To achieve this we give the higher energy level some degeneracy. That is, there is still only one state with $E_0=0$, but there are now $g$ states with $E_i=\varepsilon$. (If the single state with $E=0$ is aesthetically displeasing, one can also give it a degeneracy; I have chosen not to do this for simplicity.) In this case, as before, $p_0=1/Z$ and $p_i = e^{-\beta\varepsilon\lambda}/Z$ for $i>0$, but now $Z=1+ge^{-\beta\varepsilon\lambda}$. In order to get a transition at a non-zero temperature we must make the additional assumption that the degeneracy scales exponentially with $\lambda$, i.e. $g=e^{a\lambda}$ for some dimensionless constant parameter $a>0$. In this case (as gatsu deduced in his answer), $$ u(\beta) = \frac{\varepsilon e^{(a-\beta\varepsilon)\lambda}}{1+e^{(a-\beta\varepsilon)\lambda}}. $$ In the limit of infinite $\lambda$ this has a transition point at $\beta = a/\varepsilon$, with $u$ being zero if $\beta$ is greater than this value, and $\varepsilon$ if it is below it. the "free energy" $\log Z(\beta)$ changes in a similar way, becoming piecewise linear with a discontinuity in its first derivative at $\beta = a/\varepsilon$.

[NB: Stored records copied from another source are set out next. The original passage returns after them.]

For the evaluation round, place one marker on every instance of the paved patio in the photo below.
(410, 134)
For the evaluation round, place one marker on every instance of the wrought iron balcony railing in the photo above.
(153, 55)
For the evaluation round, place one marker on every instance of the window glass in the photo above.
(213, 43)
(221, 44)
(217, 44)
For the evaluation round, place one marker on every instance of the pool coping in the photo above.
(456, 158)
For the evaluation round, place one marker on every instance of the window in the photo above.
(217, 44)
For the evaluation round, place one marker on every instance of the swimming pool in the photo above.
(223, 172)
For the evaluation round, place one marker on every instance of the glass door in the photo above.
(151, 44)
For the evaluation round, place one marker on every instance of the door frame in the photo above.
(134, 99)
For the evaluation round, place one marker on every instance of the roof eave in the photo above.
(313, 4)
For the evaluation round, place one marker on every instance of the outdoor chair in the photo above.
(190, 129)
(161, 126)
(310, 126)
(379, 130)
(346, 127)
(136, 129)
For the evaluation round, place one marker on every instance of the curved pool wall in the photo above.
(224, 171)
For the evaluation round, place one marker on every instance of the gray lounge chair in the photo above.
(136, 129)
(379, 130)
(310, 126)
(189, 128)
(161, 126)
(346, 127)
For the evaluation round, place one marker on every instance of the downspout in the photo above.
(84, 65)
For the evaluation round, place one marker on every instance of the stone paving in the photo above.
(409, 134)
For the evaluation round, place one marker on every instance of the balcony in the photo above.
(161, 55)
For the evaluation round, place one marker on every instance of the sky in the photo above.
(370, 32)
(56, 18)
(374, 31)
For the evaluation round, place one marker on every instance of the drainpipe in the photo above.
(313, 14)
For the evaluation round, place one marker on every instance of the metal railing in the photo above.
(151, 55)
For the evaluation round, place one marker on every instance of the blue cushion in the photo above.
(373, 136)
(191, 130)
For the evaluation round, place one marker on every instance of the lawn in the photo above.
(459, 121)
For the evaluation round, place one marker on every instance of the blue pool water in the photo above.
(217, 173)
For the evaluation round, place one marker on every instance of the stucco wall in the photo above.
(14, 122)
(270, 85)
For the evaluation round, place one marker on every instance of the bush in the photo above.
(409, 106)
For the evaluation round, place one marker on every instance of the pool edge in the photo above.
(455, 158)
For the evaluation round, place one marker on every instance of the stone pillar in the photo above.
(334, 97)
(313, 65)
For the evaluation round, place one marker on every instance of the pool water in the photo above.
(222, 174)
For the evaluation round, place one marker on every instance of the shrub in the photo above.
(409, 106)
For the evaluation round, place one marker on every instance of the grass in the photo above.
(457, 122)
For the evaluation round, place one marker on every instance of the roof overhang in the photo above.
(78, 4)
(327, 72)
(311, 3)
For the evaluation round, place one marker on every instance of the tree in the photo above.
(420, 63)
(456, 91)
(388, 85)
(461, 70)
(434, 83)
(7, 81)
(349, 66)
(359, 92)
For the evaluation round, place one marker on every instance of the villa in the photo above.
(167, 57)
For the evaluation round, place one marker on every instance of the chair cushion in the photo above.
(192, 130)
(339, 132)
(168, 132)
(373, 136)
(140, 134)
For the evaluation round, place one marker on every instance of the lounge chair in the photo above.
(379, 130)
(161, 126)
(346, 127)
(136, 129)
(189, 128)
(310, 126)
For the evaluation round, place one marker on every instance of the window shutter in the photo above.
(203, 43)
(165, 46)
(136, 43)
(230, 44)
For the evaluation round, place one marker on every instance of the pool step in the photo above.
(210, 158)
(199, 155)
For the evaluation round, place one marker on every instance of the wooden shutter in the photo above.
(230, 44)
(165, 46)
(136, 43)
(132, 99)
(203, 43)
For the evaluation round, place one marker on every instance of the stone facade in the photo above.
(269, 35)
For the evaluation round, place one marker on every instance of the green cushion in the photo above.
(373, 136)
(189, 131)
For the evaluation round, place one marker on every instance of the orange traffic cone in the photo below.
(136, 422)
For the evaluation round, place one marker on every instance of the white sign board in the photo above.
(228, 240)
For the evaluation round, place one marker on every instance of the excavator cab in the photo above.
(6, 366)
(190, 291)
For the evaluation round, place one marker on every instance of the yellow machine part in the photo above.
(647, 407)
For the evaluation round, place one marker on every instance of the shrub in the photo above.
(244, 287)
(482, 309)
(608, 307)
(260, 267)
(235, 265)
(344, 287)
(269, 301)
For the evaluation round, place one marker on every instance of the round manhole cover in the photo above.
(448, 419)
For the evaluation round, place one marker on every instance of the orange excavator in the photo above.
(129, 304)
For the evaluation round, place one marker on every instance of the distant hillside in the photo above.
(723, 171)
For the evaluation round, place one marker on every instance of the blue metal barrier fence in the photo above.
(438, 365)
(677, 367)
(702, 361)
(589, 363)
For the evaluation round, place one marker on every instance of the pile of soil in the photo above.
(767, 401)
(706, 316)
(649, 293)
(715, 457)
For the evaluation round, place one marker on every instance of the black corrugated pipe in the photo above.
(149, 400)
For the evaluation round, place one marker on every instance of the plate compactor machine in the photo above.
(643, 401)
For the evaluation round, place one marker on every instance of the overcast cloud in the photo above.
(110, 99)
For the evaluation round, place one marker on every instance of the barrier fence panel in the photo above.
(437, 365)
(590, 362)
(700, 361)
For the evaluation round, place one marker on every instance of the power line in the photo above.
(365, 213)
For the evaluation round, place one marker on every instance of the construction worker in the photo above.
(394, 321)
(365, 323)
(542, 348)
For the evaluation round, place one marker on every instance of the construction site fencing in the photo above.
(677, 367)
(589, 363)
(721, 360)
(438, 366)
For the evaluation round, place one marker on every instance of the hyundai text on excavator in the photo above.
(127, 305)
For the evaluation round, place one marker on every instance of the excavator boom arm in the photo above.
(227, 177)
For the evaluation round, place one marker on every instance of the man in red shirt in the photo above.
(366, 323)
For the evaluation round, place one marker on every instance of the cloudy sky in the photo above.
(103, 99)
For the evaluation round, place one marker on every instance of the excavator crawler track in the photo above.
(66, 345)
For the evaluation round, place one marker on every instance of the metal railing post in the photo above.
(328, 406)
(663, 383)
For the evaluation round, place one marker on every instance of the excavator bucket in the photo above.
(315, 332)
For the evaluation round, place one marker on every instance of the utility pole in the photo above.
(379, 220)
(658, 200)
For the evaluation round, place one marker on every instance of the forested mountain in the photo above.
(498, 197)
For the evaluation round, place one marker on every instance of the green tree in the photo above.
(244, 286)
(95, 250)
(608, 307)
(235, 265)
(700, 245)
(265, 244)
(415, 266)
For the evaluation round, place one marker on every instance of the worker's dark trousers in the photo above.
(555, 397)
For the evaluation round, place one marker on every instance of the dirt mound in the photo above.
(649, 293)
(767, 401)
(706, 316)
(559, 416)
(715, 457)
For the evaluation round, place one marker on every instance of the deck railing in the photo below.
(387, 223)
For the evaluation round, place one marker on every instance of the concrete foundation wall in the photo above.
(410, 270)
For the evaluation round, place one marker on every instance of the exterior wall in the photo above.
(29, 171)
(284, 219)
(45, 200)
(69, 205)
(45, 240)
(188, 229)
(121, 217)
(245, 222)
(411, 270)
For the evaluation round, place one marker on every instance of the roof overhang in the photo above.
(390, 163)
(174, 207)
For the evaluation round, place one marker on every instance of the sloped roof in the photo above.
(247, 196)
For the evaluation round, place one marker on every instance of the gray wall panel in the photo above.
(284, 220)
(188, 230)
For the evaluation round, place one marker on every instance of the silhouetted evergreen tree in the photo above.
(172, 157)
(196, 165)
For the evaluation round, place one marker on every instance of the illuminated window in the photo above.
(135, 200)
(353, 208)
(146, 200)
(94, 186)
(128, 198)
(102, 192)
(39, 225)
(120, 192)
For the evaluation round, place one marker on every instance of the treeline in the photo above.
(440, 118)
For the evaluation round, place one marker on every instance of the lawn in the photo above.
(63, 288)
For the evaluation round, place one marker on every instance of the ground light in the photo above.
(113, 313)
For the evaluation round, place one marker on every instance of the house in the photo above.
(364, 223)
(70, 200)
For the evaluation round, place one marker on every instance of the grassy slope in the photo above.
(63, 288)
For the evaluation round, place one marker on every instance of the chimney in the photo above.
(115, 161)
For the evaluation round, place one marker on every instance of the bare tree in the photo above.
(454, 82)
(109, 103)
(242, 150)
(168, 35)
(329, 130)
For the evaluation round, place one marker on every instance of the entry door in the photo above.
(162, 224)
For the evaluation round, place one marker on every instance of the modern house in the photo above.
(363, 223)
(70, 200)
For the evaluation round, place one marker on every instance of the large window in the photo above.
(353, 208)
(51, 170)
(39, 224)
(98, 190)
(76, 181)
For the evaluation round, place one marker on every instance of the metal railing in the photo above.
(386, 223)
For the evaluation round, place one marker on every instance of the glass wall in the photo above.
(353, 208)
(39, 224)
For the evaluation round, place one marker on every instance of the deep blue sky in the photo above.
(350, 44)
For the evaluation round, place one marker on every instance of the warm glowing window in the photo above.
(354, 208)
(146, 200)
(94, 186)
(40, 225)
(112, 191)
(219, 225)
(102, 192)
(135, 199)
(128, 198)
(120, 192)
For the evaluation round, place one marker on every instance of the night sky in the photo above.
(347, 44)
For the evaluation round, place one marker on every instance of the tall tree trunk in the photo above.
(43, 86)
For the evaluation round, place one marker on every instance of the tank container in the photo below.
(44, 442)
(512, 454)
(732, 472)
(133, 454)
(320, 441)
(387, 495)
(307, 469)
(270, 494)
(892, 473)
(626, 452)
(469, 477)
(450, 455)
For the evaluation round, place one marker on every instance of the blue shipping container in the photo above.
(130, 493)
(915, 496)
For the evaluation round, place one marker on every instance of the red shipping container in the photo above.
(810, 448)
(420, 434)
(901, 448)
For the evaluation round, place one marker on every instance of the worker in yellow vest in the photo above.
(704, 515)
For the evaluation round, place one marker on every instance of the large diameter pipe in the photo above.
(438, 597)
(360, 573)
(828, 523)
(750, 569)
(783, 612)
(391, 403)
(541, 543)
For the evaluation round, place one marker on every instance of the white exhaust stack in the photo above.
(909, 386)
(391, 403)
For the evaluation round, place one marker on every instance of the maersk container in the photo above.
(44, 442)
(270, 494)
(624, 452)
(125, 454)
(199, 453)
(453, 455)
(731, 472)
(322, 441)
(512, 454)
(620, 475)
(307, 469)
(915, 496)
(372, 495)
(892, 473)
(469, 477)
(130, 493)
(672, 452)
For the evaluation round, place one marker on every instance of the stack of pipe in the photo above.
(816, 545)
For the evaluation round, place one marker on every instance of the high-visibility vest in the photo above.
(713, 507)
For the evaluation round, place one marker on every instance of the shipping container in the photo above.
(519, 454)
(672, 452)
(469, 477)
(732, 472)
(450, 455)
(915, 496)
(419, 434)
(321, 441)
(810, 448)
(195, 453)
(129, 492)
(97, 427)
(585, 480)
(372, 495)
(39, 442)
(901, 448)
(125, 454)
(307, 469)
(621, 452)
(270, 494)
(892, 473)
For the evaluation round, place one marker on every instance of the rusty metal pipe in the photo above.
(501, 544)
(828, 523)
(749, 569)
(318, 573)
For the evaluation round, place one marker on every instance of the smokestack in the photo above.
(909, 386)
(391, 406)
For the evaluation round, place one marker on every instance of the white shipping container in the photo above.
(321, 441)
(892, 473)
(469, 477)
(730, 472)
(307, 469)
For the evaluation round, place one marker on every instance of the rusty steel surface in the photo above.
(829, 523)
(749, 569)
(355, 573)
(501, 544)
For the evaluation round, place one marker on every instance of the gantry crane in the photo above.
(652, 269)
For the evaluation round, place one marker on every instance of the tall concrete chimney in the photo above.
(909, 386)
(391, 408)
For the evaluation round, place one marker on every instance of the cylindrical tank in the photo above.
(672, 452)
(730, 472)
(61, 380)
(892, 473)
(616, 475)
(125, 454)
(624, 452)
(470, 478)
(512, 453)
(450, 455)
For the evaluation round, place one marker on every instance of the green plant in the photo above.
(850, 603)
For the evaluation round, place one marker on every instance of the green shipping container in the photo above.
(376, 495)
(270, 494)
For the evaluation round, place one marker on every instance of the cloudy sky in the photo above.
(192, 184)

As well as being less pathologically-behaved, this model also feels a bit less trivial, since it has many microstates rather than just two and, as gatsu points out, the transition now arises from a competition between the low energy of state $0$ and the entropy of the degenerate excited states. But nevertheless, as far as I can see, this model lacks such features as power law behaviour and symmetry breaking that are associated with phase transitions in other models. I'm interested in the essential difference between my model and those ones, which gives rise to such non-trivial behaviour around the critical point.